Having problem with the particular equation of 2nd order non-homogeneous differential equations

Question

Given these questions to solve on 2nd order non homogeneous equation. I'm having problem of forming the particular solution of it:
$$ \frac{d^2x}{dt^2} \,+4x=289te^t\,sin2t $$
$$ 2x\ddot y\,+\,\dot y \,-\,2y=0 $$
For the first equation, I got the homogeneous equation to be: $ y_c=C_1e^{2it} \,+C_2e^{-2it}$
after forming the particular equation $$ (A+Bt) e^t \sin2t + (C+Dt) e^t\cos2t $$
I applied method of undetermined coefficient but I got incorrect answer
Any idea of forming a better solution even without using method of undetermined coefficient

Answer 1

First equation, undetermined coefficients requires to see that the right side is not in resonance with the left side, thus the standard construct applies $$ x_p(t)=(A+Bt)e^t\sin(2t)+(C+Dt)e^t\cos(2t). $$

For the second equation the power series approach is called Frobenius method.
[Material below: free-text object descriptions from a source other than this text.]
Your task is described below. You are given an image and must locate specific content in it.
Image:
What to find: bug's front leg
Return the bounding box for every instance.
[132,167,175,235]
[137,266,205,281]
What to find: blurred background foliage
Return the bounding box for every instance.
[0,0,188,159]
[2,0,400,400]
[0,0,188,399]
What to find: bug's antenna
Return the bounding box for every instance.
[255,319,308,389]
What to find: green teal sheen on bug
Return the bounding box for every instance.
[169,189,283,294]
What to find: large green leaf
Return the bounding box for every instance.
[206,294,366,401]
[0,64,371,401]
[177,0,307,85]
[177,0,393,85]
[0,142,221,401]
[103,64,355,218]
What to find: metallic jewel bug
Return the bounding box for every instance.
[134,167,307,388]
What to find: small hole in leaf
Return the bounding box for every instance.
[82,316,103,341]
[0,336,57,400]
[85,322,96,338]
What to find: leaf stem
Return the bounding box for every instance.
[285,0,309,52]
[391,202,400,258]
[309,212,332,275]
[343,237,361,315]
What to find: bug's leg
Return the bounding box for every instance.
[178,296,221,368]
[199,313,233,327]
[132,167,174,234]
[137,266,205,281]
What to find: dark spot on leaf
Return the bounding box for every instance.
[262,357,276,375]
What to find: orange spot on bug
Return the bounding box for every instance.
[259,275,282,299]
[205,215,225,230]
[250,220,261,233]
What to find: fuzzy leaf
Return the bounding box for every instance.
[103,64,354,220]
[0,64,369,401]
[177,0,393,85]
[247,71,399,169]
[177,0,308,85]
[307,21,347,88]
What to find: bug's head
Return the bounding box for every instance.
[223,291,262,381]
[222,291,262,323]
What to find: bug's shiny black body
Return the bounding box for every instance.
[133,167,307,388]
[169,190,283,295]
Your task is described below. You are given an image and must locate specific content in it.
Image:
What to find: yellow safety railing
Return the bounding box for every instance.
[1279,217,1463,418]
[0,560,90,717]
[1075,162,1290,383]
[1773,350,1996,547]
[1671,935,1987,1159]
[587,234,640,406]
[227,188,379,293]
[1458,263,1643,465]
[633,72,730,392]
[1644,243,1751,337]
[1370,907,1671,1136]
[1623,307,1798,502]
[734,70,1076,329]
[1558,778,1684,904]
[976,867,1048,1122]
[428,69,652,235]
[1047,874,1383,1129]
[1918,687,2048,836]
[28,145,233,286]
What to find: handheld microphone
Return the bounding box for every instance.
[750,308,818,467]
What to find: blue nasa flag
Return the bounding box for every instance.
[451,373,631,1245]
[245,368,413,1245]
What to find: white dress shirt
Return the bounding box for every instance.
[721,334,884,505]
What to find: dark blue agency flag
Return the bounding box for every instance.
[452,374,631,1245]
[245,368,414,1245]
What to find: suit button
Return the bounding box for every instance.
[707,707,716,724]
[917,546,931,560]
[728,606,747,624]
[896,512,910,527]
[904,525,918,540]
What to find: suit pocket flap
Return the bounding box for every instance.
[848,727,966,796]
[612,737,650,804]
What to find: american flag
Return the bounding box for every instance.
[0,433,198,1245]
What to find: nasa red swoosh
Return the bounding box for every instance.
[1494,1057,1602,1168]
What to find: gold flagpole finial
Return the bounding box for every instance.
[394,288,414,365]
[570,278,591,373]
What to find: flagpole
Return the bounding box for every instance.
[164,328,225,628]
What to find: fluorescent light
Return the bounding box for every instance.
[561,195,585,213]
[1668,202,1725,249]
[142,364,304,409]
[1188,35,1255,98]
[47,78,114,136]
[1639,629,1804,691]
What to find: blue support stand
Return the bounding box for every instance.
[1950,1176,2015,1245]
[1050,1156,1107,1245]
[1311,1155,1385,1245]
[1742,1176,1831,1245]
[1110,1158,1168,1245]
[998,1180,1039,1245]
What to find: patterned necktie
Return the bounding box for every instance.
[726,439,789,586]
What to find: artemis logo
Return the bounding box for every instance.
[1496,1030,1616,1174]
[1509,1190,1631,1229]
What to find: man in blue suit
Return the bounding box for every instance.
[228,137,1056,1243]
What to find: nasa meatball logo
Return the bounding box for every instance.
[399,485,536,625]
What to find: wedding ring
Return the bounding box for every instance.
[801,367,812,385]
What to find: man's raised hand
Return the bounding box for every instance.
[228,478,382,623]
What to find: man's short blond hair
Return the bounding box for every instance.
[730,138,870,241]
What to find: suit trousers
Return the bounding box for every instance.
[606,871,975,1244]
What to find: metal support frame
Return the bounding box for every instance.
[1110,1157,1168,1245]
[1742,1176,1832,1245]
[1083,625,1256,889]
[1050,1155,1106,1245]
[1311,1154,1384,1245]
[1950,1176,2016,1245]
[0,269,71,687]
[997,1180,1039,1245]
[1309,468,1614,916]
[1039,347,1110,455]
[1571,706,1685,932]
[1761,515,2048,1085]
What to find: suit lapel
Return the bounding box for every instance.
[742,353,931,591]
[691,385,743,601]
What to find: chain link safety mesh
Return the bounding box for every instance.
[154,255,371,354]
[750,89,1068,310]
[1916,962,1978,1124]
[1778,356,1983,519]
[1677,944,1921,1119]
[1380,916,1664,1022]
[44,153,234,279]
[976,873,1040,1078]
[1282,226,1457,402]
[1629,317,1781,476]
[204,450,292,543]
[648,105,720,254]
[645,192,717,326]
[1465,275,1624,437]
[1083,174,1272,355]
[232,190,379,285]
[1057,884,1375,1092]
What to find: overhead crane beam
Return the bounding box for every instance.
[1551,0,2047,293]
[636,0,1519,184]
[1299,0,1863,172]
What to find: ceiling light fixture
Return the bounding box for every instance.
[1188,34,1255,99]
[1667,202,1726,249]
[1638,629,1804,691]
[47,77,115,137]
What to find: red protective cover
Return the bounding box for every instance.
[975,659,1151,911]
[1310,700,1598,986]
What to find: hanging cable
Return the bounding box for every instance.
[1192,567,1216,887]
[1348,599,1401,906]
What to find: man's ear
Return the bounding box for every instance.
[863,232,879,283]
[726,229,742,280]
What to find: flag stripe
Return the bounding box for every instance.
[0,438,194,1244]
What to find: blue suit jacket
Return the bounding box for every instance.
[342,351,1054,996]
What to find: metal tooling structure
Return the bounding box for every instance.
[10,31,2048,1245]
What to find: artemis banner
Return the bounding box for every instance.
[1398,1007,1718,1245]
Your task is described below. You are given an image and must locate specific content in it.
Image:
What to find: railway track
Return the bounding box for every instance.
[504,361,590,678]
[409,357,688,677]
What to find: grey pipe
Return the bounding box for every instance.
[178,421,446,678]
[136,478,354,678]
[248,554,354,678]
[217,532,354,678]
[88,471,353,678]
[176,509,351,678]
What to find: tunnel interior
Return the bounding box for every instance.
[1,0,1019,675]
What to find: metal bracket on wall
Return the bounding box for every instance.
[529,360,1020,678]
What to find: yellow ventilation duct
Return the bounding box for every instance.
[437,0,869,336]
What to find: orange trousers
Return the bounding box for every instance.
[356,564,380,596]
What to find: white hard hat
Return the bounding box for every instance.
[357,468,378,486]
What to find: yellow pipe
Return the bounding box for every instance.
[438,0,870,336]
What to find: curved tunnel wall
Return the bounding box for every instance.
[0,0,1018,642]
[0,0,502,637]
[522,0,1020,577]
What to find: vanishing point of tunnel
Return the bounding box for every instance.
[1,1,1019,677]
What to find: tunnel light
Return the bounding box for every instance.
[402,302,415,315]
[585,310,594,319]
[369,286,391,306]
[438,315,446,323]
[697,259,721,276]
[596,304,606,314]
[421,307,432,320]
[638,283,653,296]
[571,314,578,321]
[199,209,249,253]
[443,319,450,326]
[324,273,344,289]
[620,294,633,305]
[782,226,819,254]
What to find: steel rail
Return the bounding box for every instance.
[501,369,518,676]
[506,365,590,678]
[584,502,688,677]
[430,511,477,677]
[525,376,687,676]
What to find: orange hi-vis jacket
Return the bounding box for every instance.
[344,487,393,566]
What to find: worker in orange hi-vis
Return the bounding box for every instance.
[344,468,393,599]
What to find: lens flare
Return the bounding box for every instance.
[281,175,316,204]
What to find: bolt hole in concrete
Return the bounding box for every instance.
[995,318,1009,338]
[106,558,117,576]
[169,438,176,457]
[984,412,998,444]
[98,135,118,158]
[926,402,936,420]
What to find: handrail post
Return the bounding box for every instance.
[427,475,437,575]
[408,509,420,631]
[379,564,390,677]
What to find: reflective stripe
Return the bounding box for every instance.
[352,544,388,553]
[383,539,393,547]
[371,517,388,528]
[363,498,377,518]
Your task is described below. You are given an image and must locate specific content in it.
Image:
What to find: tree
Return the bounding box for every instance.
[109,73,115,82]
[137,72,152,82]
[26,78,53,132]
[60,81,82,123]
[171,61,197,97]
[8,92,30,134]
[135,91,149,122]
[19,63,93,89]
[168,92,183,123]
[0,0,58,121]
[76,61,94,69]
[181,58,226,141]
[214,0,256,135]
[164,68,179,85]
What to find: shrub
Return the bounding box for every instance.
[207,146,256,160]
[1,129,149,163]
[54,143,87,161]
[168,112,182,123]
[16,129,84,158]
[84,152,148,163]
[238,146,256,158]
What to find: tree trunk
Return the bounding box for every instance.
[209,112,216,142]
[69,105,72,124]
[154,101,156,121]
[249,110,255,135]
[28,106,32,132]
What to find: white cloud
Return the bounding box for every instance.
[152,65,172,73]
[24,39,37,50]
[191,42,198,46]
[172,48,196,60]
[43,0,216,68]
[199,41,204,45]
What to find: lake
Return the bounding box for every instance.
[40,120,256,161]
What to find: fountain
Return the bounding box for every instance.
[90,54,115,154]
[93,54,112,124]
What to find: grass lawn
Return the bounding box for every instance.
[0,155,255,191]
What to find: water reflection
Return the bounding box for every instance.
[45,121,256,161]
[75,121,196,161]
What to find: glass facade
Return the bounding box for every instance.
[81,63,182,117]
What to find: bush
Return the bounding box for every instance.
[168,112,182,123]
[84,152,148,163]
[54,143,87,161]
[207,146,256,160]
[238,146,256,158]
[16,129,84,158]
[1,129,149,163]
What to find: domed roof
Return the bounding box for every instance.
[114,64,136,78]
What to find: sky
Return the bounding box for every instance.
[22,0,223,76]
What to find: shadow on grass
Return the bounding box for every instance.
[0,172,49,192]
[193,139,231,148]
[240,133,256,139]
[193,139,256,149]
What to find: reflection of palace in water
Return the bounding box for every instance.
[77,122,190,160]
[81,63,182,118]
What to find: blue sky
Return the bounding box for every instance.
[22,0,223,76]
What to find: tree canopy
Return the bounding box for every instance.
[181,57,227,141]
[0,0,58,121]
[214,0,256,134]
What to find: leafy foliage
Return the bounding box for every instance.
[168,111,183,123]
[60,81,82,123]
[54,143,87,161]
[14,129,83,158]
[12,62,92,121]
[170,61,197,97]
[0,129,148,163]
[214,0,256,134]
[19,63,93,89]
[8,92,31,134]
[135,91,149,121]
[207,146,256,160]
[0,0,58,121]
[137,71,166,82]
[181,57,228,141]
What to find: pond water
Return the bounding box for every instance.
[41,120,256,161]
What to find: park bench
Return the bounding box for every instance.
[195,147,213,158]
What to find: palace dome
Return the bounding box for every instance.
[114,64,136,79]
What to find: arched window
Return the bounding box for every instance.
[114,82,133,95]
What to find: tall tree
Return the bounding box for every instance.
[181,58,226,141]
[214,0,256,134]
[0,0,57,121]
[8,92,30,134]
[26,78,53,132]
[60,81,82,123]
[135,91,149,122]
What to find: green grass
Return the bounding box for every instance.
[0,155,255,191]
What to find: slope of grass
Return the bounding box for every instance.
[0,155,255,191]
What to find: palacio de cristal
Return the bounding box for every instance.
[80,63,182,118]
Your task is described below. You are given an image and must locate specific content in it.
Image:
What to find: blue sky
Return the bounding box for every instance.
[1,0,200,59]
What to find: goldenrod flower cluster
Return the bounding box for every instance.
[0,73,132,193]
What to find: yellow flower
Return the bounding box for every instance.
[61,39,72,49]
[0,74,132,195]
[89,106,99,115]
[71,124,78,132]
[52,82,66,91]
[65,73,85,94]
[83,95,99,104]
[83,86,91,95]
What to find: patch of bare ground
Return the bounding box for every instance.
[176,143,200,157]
The Euler-Cauchy part of the equation is $2x^2\ddot y+x\dot y=0$, so that the indicial equation $0=2m(m-1)+m=m(2m-1)$ gives basis solutions $1$ and $\sqrt x$, the power series are thus $$ y_1(x)=\sum_ka_kx^k~~\text{ and }~~y_2(t)=\sqrt x\sum_k b_kx^k. $$ Inserting and comparing coefficients should give the coefficient recursion for both.

---

Setting $y(x)=\sum a_kx^{k+r}$ with $y'(x)=\sum (k+r)a_kx^{k+r-1}$ and $y''(x)=\sum (k+r)(k+r-1)a_kx^{k+r-2}$ gives after comparing coefficients of equal degree terms $$ 2(k+r)(k+r-1)a_k+(k+r)a_k-2a_{k-1}=0\\~\\ (k+r)(k+r-\tfrac12)a_k=a_{k-1} $$ With $a_{-1}=0$ a non-trivial $a_0$ is only obtained for $r=0$ and $r=\frac12$. Then iterate \begin{align} r&=0:& a_k&=\frac{a_{k-1}}{k(k-\frac12)}&\implies~~&a_k=\frac{2^k}{(2k)!}a_0\\ r&=\tfrac12:&a_k&=\frac{a_{k-1}}{k(k+\frac12)}&\implies~~&a_k=\frac{2^k}{(2k+1)!}a_0 \end{align} Now compare with the power series of the hyperbolic functions.